LEVINSON, Bradley (Indiana)  DRAWING THE DOTTED LINE AROUND "STUDENT" AND "SCHOOL" CULTURE: A PLAYFUL EXAMPLE FROM MEXICO   

One of the reasons why cultural anthropologists have not taken schools more seriously as sites of cultural production is because of the school's deceptive boundedness as an institution, and because of the clumsy notions of culture educational anthropologists often use to analyze school dynamics. In this paper, I offer a working definition that leaves "culture" open to historical and situational contingencies, capturing the active agency, blending, and mobility involved in contemporary meaning production.
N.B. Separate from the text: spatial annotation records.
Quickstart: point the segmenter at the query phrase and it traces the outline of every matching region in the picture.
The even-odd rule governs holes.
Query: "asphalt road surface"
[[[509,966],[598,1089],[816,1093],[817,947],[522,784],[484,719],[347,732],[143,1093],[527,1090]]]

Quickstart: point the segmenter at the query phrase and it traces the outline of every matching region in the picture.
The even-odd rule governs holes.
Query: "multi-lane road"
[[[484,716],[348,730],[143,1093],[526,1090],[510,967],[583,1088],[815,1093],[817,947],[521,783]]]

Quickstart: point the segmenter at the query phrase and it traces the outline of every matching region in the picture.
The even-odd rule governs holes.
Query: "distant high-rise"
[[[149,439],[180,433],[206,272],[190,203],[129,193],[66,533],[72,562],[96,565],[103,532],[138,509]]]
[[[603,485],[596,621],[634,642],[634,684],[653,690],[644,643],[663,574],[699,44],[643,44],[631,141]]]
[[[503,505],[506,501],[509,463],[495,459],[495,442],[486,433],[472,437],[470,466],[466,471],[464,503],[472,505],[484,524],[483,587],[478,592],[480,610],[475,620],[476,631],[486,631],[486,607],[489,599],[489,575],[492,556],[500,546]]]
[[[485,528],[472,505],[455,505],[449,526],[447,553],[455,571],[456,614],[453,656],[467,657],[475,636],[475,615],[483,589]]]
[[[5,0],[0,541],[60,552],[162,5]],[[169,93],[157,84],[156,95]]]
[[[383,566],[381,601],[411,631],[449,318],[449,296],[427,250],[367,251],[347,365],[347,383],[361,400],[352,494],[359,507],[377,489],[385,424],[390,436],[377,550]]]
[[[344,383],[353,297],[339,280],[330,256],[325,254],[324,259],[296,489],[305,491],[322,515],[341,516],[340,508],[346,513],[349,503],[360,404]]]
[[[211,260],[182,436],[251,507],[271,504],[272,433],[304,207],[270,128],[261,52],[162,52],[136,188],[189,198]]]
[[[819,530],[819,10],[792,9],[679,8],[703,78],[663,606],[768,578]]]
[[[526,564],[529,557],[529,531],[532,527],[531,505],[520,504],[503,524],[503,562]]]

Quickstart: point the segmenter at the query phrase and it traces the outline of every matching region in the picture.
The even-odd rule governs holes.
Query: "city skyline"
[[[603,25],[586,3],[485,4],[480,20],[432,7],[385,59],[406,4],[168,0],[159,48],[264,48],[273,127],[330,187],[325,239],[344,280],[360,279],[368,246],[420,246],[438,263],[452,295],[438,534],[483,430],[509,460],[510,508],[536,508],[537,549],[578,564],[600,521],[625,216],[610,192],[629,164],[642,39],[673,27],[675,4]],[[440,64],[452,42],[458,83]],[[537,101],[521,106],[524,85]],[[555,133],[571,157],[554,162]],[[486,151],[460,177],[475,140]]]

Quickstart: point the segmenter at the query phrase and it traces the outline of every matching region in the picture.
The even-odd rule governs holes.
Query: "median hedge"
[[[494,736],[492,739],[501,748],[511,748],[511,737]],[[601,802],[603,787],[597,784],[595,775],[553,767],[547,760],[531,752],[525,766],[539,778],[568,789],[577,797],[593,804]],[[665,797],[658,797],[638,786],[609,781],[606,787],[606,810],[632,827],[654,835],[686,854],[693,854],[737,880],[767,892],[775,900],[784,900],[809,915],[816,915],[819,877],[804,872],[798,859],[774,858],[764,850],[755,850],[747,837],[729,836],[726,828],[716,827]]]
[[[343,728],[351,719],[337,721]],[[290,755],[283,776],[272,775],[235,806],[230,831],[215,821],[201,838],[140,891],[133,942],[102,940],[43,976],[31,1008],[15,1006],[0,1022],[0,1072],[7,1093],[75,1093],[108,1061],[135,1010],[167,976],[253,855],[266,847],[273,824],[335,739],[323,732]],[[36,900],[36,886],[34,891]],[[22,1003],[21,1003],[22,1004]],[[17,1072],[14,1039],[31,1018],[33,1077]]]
Analytics of culture must acknowledge the workings of power and the uneven representation of interests and perspectives, must recognize the subjective force of linguistic "discourses" (Hanks 1996) without being reduced to language (Chartier 1997), and must enable us to conceptualize the linkages between and amongst variously defined microcultures and the cultures of region, nation, state, and globe. Drawing on my ethnographic work at a Mexican secondary school, I describe the "play" of student culture_the strategic practice of meaning creation in the school_as one moment of cultural production.  Yet this emergent student culture relates to other orders of culture, including a broader urban youth culture, a national culture, and the class/ethnic intimate cultures of family, neighborhood, and region (Lomnitz_Adler 1992). In all these orders of culture, it is best not to think in terms of "shared meanings" but rather of mutually intelligible communicative frames and resources_the discourses organizing social life. In sum, culture provides the rules, guidelines, and resources for the game of strategic practice.